Но Миша был невысокого мнения о Соколове. В юношеских поэмах Лермонтова Соколов – неприятная личность: «У нее управитель, вишь, в милости. Он и творит, что ему любо. Не сними-ко перед ним шапки, так и ни весь что сделает. За версту увидишь, так тотчас шапку долой, да так и работай на жару, в полдень, пока не прикажет надеть, а коли сердит или позабудет, так иногда целый день промает».

Миша уже взрослыми глазами смотрел на портреты деда и прадеда, висевшие в кабинете отца: оба в парадных кафтанах и буклях, у прадеда нагрудный знак депутата Комиссии по составлению нового уложения, созданного Екатериной II. (Среди депутатов Комиссии было четверо братьев Орловых, Григорий Потемкин и знаменитые историки.) Но также знал Миша, что род Лермонтовых давно захудал, дед и отец не смогли ничего поправить, и потому сестры отца не замужем: нет соответственного приданого. Тетки старались умалчивать о своем положении бесприданниц, говорили о том, что желают уйти в монастырь. Позже одна из них действительно стала монахиней.

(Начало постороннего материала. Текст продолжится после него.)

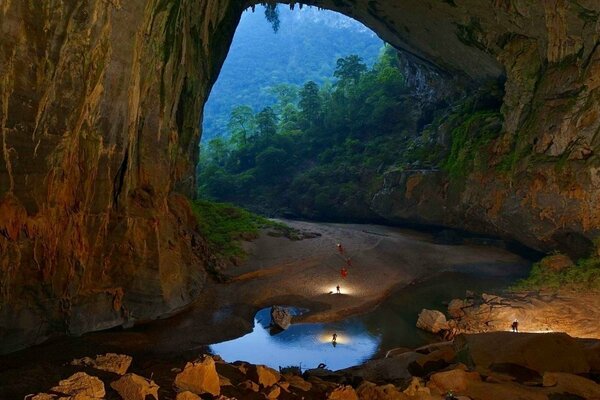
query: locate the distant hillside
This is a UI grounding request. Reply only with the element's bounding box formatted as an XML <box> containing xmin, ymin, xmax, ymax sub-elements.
<box><xmin>202</xmin><ymin>5</ymin><xmax>384</xmax><ymax>141</ymax></box>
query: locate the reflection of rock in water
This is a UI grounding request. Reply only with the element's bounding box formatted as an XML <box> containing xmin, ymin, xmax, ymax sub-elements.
<box><xmin>269</xmin><ymin>326</ymin><xmax>284</xmax><ymax>336</ymax></box>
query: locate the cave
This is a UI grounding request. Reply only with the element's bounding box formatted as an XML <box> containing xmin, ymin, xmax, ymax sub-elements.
<box><xmin>0</xmin><ymin>1</ymin><xmax>599</xmax><ymax>396</ymax></box>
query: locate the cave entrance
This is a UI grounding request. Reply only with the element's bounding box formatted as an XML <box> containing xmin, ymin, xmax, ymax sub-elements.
<box><xmin>198</xmin><ymin>3</ymin><xmax>407</xmax><ymax>221</ymax></box>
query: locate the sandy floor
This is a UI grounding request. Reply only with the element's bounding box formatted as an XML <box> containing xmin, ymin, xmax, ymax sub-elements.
<box><xmin>10</xmin><ymin>221</ymin><xmax>528</xmax><ymax>356</ymax></box>
<box><xmin>222</xmin><ymin>220</ymin><xmax>529</xmax><ymax>323</ymax></box>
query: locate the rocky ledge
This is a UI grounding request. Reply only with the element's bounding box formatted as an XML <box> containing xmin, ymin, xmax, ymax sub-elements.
<box><xmin>26</xmin><ymin>332</ymin><xmax>600</xmax><ymax>400</ymax></box>
<box><xmin>416</xmin><ymin>289</ymin><xmax>600</xmax><ymax>342</ymax></box>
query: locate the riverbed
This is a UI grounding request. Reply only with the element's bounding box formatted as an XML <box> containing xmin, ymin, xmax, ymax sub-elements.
<box><xmin>0</xmin><ymin>221</ymin><xmax>530</xmax><ymax>398</ymax></box>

Среди вещей Марии Михайловны, которые Юрий Петрович свято хранил, Миша заметил альбом – на русском и французском языках, в него Мария Михайловна вписывала стихи, – и был акварельный рисунок: два дерева, разделенные ручьем. На рисунке рукой Марии Михайловны надпись по-французски: «Склонности объединяют нас, судьба разъединяет». Следом написано другой рукой:

На одной из страниц запись оставила Елена Лермонтова. Значит, дружили, любили друг друга. Но почему же так вышло, что сын не с отцом?

В середине лета в имение приехали добрые знакомые Юрия Петровича, и с ними дочь одиннадцати лет. Миша в нее влюбился. «Я во второй раз полюбил 12-ти лет…» Девочка была красивая, а Миша не велик ростом, не строен, с круглыми мальчишескими щеками, и только глаза хороши: черные, умные, с такими же черными умными ресницами. Девочке нравились его ухаживания, нравилось играть во взрослых, но скоро ей это наскучило. В огорчении Миша шел в старый сад, где можно укрыться, и мечтал, что когда-нибудь красавица будет жалеть о своей «неверности». Здесь, в Кропотове, он вероятно и начал писать стихи – еще слабые и неровные, и, конечно же, о любви.